Ora Rose Busingye non è più una ragazza timida di 16 anni, le opere che sono nate da lei e dai suoi amici, dai collaboratori, ora una trentina, dalle persone che sono state accolte e salvate e poi hanno fatto altrettanto, sono conosciute. Sono studiate come modelli di intervento educativo, sanitario e sociale in molte parti del mondo. Le conosce anche Spike Lee, che nel 2008 premiò a Cannes il documentario realizzato da Immanuel Exitu, Greater - sconfiggere l’Aids, che già l’anno precedente aveva vinto il New York Aids Film Festival. Ha parlato a congressi della Chiesa e davanti al Papa, in tanti l’hanno incontrata al Meeting di Rimini.
“Quando le persone scoprono il proprio valore, e scoprono per la prima volta un amore per sé stessi, e che la vita ha un senso, allora si fanno curare”
Adesso che viene invitata a illustrare la sua esperienza in contesti prestigiosi, dice: “Lavorare e aiutare gli altri per me vuol dire favorire l’emergere con la maggior chiarezza possibile del valore della persona e offrire un’amicizia precisa, puntuale, cui appartenere”. Sta parlando di questa storia, che lasciamo raccontare in presa diretta a Davide Perillo: “C’è un canto che le donne eseguono sempre. Si intitola When I met Rose e lo hanno composto loro. E’ il racconto della loro vita. Il gruppo sta sullo fondo, cantando in coro. Due o tre, a turno, vengono davanti, a mettere in scena le parole della strofa: ‘When I was a window… When I was a street kid’. E loro a mimare una vedova, una donna senza dimora. ‘Since I set Rose, she brought my heart and saved me. Rose set me free’. E ridono e ballano mentre il canto va avanti dieci, quindici minuti sembra non fermarsi mai”.

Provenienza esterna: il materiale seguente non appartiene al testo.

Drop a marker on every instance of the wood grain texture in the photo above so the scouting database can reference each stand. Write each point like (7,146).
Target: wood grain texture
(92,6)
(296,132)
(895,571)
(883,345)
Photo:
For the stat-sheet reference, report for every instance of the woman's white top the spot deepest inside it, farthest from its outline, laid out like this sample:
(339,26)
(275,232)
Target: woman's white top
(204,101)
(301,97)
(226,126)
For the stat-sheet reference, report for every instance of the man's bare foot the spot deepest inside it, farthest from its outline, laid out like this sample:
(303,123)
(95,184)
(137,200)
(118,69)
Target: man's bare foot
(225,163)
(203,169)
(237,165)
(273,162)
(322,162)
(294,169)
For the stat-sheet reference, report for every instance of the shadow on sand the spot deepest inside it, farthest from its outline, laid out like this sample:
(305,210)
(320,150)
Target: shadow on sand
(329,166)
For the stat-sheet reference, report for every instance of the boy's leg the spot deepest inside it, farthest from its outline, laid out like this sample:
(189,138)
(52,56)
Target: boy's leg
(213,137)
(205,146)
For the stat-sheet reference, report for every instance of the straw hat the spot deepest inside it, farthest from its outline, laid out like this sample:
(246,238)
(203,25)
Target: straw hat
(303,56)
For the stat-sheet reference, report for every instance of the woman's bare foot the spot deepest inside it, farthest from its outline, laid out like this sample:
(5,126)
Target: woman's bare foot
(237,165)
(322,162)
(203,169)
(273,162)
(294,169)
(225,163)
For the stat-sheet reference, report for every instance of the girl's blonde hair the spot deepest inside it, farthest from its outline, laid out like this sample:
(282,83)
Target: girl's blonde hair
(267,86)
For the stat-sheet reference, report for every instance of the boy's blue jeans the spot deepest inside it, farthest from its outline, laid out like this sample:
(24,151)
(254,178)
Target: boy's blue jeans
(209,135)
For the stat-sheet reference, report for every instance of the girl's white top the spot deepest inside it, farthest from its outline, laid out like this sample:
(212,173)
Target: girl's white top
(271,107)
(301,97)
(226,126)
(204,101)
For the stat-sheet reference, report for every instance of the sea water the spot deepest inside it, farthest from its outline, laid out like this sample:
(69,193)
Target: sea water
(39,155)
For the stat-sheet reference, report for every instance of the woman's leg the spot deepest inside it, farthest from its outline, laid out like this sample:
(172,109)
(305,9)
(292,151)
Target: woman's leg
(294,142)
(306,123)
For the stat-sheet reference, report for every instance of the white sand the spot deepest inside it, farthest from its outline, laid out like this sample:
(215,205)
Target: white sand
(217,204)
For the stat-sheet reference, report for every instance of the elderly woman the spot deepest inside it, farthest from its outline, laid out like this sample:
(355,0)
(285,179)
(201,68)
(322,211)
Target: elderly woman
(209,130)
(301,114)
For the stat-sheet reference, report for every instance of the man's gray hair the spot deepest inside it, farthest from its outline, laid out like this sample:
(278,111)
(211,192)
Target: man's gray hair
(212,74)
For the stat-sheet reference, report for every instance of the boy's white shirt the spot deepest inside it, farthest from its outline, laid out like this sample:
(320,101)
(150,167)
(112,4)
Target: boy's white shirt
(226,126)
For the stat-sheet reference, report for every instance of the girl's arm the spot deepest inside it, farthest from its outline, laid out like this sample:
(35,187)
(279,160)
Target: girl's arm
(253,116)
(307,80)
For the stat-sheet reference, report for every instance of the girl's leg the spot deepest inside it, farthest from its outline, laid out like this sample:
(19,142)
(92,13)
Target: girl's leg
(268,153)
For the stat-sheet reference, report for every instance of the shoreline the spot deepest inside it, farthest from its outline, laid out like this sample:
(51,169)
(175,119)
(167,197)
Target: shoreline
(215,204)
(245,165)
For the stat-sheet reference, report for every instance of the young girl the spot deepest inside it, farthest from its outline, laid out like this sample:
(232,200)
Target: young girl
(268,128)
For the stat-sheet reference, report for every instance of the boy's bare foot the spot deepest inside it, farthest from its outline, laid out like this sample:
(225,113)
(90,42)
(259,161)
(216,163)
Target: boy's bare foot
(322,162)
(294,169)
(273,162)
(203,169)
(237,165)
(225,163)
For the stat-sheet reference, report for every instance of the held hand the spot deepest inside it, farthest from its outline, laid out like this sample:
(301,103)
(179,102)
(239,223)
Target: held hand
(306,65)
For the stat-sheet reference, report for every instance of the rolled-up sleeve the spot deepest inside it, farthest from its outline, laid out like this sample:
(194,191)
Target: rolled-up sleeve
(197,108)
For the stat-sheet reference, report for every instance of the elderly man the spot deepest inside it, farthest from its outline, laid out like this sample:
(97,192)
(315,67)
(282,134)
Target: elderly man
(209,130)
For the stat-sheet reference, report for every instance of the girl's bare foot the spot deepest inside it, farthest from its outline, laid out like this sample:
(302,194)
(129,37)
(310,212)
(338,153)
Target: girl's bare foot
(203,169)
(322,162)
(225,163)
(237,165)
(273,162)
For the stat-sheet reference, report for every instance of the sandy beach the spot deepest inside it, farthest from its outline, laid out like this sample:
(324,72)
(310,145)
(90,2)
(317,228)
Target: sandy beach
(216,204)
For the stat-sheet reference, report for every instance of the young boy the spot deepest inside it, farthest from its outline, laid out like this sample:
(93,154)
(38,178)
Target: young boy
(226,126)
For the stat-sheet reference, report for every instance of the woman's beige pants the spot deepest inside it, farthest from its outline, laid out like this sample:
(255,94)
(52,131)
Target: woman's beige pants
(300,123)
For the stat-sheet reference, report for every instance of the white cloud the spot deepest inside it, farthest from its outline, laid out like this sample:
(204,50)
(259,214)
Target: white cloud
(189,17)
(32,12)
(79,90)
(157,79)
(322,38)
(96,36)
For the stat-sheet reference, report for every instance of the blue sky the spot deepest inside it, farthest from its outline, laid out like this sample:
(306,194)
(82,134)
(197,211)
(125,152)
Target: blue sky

L’ultima volta che don Giussani parlò ai suoi, un breve saluto in video a un raduno della Fraternità di Comunione e liberazione, nel 2002, il filo del suo pensiero fu l’episodio evangelico del funerale del figlio della vedova. Gesù che le dice: “Donna, non piangere!”. Solo un pazzo può dire “non piangere” a una vedova che ha perduto il suo unico figlio. Oppure è Dio che è divenuto compagnia alla vita degli uomini e delle donne: “Non piangere, perché non è per la morte, ma per la vita che ti ho fatto!”. In pochi minuti, il Gius ripeté e ripeté più volte quell’esortazione, quell’impossibile che diviene possibile. “Donna, non piangere!”. Le stesse parole di Rose alle sue donne di Kampala. C’è una frase della Liturgia ambrosiana che don Giussani amava molto, e piace senz’altro anche a lei. Recita: “Nella semplicità del mio cuore, lietamente Ti ho dato tutto”.